The legislative amendments are intended to combat partner and gender-based violence and self-harm involving firearms by creating red- and yellow-flag laws that would anyone to apply to the courts for immediate removal of an individual’s firearms (previously only available to peace officers, firearms officers, and Chief Firearms Officer). They could also ask to suspend and review an individual’s firearms licence.

The legislation also promises to increase criminal penalties for gun smuggling and trafficking as well as enhance the capacity of Canada’s Border Services Agency and the Royal Canadian Mounted Police to combat the illegal importation of firearms.

Under the proposed legislation, municipalities will also be permitted to ban handguns through bylaws restricting storage and transportation within their jurisdictions. Violators of these bylaws would be subject to federal penalties, including licence revocation and criminal sanctions.
Funding to municipalities and Indigenous communities will also be made available to support youth programs meant to provide young people resources needed to avoid criminal behaviours.

So-called assault-style ban complete

Under the new legislation, there is a penalty up to five years for altering firearms magazines and depicting violence in firearms advertising, along with tighter restrictions on the import of ammunition and a prohibition of imports, exports, sales, and transfers of all replica firearms.

The most anticipated part of the announcement completed the prohibition of “assault-style” firearms. Under the legislation, they cannot be legally used, transported, sold, transferred, or bequeathed by Canadians.

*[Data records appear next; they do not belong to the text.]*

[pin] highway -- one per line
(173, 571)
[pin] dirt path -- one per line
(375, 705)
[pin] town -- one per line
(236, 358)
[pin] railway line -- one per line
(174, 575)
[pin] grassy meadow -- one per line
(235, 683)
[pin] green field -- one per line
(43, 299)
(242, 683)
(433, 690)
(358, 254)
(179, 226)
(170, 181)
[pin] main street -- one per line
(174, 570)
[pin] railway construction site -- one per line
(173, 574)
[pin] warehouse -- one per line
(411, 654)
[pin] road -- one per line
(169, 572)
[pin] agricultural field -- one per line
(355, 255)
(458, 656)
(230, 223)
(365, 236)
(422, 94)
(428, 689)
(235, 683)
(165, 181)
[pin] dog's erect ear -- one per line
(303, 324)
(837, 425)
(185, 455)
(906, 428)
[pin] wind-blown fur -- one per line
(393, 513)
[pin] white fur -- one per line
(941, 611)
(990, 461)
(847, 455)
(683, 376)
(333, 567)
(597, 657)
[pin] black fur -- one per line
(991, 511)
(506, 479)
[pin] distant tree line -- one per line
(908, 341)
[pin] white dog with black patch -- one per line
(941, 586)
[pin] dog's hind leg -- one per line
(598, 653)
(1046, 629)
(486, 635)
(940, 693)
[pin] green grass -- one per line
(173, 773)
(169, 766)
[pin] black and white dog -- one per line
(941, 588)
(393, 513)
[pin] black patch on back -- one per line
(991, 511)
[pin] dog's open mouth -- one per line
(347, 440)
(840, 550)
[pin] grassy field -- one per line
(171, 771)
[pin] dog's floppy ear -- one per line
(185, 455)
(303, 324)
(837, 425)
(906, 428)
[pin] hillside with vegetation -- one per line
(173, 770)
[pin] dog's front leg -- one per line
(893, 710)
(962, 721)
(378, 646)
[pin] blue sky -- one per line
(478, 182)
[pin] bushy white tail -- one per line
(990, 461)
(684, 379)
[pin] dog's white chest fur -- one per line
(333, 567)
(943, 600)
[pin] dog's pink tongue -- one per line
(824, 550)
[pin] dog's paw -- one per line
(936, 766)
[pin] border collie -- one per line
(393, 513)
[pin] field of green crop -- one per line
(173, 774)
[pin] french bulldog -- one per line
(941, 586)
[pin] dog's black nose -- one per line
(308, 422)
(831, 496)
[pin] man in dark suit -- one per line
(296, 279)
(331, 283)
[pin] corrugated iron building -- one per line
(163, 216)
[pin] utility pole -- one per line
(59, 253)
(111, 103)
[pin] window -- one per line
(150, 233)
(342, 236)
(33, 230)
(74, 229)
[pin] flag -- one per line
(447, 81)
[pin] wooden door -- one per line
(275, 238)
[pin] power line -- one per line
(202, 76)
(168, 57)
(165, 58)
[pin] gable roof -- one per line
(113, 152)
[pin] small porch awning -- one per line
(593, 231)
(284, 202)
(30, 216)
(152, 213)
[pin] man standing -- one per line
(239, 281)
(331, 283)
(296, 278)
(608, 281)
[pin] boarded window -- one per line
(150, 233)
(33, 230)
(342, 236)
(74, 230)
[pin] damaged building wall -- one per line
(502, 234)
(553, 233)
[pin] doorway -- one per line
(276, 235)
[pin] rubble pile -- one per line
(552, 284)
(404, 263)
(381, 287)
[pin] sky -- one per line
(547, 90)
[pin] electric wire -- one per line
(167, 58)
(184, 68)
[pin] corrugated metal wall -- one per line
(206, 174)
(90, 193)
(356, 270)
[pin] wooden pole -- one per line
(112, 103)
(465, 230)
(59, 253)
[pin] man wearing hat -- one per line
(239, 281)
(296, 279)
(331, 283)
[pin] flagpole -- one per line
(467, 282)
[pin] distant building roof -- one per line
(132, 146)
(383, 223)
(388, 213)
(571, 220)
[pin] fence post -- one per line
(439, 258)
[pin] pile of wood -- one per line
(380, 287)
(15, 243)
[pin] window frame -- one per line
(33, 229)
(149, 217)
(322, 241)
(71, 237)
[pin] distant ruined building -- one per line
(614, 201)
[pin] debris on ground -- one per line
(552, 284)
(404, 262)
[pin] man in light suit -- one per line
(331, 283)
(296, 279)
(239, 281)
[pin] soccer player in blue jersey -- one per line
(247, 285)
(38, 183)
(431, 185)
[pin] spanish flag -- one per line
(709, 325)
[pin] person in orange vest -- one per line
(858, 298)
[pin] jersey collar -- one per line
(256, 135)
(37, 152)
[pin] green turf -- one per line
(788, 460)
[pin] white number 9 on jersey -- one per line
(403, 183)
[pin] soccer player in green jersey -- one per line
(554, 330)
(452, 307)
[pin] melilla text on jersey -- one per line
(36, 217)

The government altered the so-called buyback program, by making it no longer mandatory. Under new proposed legislation, owners of recently banned “assault-style” firearms will be able to keep their firearms under stricter storage guidelines, including an obligation to provide information regarding storage measure or locations, and a prohibition of use. Those who wish to sell their guns which, under the legislation would be rendered “legally unusable,” will be compensated.

OFAH responds

Ontario Federation of Anglers and Hunters Manager of Fish & Wildlife Services Matt DeMille said, “We’ve been saying that the government shouldn’t be spending money to take firearms away from law-abiding Canadians, especially when those resources are badly needed elsewhere. The announced funding and tougher penalties to target illegal firearms is what we’ve been asking for, but it doesn’t cancel out the serious issues with the underlying approach and rationale for the prohibitions.

It is a complex bill and we’re still assessing the impacts, but there is clear potential for it to have deep ramifications for the entire firearms community. There is a lot of work to do here, but we will be fully engaged in the parliamentary process, while working provincially to prevent a patchwork of municipal firearms bylaws.”